The boundary between surface runoff and baseflow is difficult to define and depends on the geological structure and composition of the catchment. During an individual rainfall event, the baseflow component of the hydrograph continues to go down even after river levels have begun to rise. Only when the storm rainfall has time to percolate down to the water table does the baseflow division curve begin to rise.

Unit Hydrograph

Unit hydrograph is the hydrograph of surface runoff resulting from a rain that falls in a unit of time (1 hour or 1 day) and produced uniformly in space and time over the total catchment area (Sherman, 1942).

In practice, a t hours unit hydrograph is defined as resulting from a unit depth of effective rainfall falling in t h over the catchment. The chosen magnitude for t depends on the size of the catchment and the response time to major rainfall events. The standard depth of effective rainfall was chosen by Sherman to be 1mm or 10mm.

The response hydrograph of a catchment varies according to the season: the same amount of effective rainfall will be longer in appearing as surface runoff in the summer season when vegetation is at its maximum development, and the hydraulic behaviour of the catchment will be "rougher". In countries with no marked seasonal rainfall or temperature differences and constant catchment conditions throughout the year, the unit hydrograph will be a much more consistent tool to use in deriving surface runoff from effective rainfall. Another weakness of the unit hydrograph is the assumption that effective rainfall is produced uniformly both in time and over the area of the catchment. Indeed, real distribution of rainfall within a storm is very rarely uniform. For small or medium size catchments (up to 500 km²), a significant rainfall event may extend over the whole area, and if the catchment is homogeneous in composition, even a fairly even distribution of effective rainfall may be produced. More often, storms that cause large river discharges vary in intensity, in space, as well as in time. The storm movement often affects the consequent response over the catchment area. Making T smaller can reduce the effect of variable rainfall intensities.

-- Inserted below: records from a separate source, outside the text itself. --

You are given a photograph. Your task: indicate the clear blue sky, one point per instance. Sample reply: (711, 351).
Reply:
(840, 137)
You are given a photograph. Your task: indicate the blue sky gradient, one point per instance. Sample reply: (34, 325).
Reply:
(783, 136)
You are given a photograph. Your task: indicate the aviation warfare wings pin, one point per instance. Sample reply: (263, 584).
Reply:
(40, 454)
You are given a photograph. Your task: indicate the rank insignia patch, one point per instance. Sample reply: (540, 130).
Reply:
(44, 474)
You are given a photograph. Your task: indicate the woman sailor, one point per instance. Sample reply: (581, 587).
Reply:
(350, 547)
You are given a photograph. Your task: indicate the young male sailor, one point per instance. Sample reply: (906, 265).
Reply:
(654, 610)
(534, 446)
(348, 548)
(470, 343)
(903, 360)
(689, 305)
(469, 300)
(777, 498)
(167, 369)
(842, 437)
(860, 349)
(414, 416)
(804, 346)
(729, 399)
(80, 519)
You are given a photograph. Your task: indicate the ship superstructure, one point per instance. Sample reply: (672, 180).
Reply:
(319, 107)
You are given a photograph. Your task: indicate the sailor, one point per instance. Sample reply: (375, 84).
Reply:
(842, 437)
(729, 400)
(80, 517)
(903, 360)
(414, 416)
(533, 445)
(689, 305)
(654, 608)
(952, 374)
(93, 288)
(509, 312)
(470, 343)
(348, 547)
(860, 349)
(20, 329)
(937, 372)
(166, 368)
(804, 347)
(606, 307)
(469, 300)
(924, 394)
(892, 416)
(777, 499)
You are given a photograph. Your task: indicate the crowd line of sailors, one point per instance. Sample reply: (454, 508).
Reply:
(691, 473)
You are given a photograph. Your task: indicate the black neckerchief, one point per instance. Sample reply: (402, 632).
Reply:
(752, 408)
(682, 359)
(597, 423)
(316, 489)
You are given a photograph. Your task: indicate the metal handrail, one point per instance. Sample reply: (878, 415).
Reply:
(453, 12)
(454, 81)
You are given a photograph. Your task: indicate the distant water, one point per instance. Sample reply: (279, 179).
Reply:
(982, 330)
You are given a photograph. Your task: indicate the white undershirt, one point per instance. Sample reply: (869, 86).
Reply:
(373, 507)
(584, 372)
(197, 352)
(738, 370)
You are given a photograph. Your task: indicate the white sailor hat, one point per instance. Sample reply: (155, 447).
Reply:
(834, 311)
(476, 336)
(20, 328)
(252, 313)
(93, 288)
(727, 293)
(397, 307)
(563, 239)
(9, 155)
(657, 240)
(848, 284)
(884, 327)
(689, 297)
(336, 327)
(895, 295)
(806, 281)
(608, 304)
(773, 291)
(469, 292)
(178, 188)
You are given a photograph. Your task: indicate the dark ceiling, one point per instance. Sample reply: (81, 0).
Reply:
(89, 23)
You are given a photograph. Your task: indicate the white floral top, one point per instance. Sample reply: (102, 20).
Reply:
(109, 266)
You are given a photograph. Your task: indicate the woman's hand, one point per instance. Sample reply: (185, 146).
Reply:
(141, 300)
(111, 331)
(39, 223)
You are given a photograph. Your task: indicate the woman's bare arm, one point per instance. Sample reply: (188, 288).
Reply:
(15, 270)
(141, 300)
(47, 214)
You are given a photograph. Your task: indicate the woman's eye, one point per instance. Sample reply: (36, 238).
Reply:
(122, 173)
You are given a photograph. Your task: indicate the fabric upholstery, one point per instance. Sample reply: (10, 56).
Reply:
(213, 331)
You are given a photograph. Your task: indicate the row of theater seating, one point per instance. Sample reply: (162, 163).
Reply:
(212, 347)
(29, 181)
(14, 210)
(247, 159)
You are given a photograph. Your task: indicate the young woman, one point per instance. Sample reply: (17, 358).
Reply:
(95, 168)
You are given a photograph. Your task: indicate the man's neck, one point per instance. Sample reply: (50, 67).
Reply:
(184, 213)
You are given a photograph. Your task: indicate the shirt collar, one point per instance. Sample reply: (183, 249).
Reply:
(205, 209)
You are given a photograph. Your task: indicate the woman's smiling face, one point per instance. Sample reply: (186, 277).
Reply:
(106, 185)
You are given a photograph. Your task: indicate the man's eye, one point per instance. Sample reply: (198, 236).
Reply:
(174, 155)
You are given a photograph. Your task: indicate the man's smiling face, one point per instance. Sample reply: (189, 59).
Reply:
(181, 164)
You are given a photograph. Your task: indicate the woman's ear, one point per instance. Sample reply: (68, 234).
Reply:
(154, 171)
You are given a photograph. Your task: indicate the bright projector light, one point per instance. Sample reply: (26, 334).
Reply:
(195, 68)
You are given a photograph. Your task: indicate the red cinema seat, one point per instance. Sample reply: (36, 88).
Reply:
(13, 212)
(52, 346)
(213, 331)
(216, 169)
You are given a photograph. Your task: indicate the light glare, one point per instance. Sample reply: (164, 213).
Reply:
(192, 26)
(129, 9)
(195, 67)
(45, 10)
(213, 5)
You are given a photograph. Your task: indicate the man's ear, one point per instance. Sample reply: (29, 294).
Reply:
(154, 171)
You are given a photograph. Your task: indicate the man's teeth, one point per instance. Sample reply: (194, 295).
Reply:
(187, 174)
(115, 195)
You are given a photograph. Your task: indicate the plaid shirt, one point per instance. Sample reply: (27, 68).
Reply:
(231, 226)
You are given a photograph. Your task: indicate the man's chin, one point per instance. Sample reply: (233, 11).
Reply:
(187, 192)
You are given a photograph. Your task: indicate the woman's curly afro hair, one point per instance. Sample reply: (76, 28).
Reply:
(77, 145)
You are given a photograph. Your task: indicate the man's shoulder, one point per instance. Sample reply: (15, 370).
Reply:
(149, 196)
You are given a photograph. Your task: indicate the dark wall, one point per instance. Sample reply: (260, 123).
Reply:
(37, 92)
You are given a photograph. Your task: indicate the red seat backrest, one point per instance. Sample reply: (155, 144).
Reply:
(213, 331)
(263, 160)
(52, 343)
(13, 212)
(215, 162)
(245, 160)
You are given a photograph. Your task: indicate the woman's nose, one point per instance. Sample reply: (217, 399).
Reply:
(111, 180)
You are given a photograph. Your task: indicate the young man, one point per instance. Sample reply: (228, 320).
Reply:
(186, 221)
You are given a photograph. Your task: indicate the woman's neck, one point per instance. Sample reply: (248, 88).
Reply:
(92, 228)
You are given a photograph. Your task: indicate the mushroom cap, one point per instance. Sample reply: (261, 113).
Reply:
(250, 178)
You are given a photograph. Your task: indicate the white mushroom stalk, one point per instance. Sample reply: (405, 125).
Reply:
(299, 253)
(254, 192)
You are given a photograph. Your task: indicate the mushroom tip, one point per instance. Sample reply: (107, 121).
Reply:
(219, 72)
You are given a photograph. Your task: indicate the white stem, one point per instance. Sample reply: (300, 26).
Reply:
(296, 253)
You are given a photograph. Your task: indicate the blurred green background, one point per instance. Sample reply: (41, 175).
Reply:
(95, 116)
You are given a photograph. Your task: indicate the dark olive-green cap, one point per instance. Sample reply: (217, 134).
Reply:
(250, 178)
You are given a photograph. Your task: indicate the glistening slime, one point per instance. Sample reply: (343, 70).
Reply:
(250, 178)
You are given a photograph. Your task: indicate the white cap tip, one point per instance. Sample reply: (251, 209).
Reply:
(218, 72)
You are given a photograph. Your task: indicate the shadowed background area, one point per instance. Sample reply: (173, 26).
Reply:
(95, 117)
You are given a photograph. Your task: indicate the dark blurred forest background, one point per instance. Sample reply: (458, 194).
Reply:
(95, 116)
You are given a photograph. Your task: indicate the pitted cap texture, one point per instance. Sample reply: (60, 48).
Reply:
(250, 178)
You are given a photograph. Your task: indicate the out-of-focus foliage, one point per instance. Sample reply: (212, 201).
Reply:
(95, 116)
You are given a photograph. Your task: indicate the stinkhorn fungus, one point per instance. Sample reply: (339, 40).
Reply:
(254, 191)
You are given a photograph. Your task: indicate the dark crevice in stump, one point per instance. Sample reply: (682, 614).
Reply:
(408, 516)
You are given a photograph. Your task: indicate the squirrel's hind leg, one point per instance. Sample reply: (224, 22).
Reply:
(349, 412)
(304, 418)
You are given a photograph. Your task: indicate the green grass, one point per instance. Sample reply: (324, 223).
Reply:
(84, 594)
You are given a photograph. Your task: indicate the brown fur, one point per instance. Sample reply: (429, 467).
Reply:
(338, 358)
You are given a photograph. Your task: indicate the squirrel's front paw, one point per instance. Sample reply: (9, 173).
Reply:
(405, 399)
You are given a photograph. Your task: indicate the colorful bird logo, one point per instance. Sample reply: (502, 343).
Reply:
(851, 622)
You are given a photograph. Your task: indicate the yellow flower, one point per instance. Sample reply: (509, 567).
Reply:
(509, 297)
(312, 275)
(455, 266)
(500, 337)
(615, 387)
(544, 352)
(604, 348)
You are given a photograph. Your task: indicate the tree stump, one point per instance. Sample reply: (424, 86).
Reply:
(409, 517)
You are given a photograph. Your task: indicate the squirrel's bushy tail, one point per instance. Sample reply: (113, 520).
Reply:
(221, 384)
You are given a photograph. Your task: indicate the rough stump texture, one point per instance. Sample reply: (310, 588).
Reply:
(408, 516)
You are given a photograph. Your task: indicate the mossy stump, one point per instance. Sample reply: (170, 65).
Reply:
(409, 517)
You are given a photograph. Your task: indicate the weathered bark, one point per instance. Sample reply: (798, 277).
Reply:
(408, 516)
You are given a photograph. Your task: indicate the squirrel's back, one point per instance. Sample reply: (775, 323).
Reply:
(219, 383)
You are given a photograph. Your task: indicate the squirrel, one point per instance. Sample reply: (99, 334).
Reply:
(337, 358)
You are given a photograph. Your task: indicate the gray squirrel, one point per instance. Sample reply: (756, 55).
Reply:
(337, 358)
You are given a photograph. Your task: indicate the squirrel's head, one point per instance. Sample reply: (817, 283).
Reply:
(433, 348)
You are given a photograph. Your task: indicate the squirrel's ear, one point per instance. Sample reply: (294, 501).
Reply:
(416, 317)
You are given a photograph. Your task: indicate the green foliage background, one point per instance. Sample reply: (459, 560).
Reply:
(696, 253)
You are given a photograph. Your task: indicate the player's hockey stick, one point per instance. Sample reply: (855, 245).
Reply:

The unit hydrograph method has the advantage of great simplicity. Once a unit hydrograph of specified duration T has been derived for a catchment area, then, for any sequence of effective rainfalls in periods of T, an estimation of the surface runoff can be obtained by the simple properties outlined above. The technique was adopted and used worldwide for many years.

Many researchers from all over the world have studied extensions of the unit hydrograph principles. Dooge (1959) brought one of the most researched and fundamental contributions. Concentrating on linear mechanism, he suggested that the response of the catchment could be modelled by combining the storage effects with translation effects.

Further simplification of the Dooge approach using linear theory was also made by Diskin (1964) who modelled the catchment response by means of two series of equal linear reservoirs in parallel. Singh developed another linear catchment model, and showed that in practice it is possible to use simple geometrical forms instead of the real time-area curve. Kulandaiswamy produced a non-linear catchment response function using a non-linear storage expression and hence incorporated non-linear relationships that have been recognized for a long time as being more realistic in the description of a catchment's behaviour.

The unit hydrograph and its derivative models are mostly based on a single rainfall input, as usually an effective or excess rainfall after losses is deducted. Sometimes the input value comes from measurements of a single rain gauge or from the rainfall area over the catchment computed from several point rainfall measurements. In both cases a single value represents the catchment rainfall, which is called lumped input (Shaw, 1988).

Bibliography

Musy, A. 1998. Hydrologie appliquée, Cours polycopié d'hydrologie générale, Lausanne, Suisse.

Musy, A. 2001. e-drologie. Ecole Polytechnique Fédérale, Lausanne, Suisse.

Shaw, E. M. 1988. Hydrology in practice. Van Nostrand Reinhold International, London, United Kingdom.

Vladimirescu, I. 1978. Hidrologie. Ed. Didactica si Pedagogica, Bucuresti, Romania.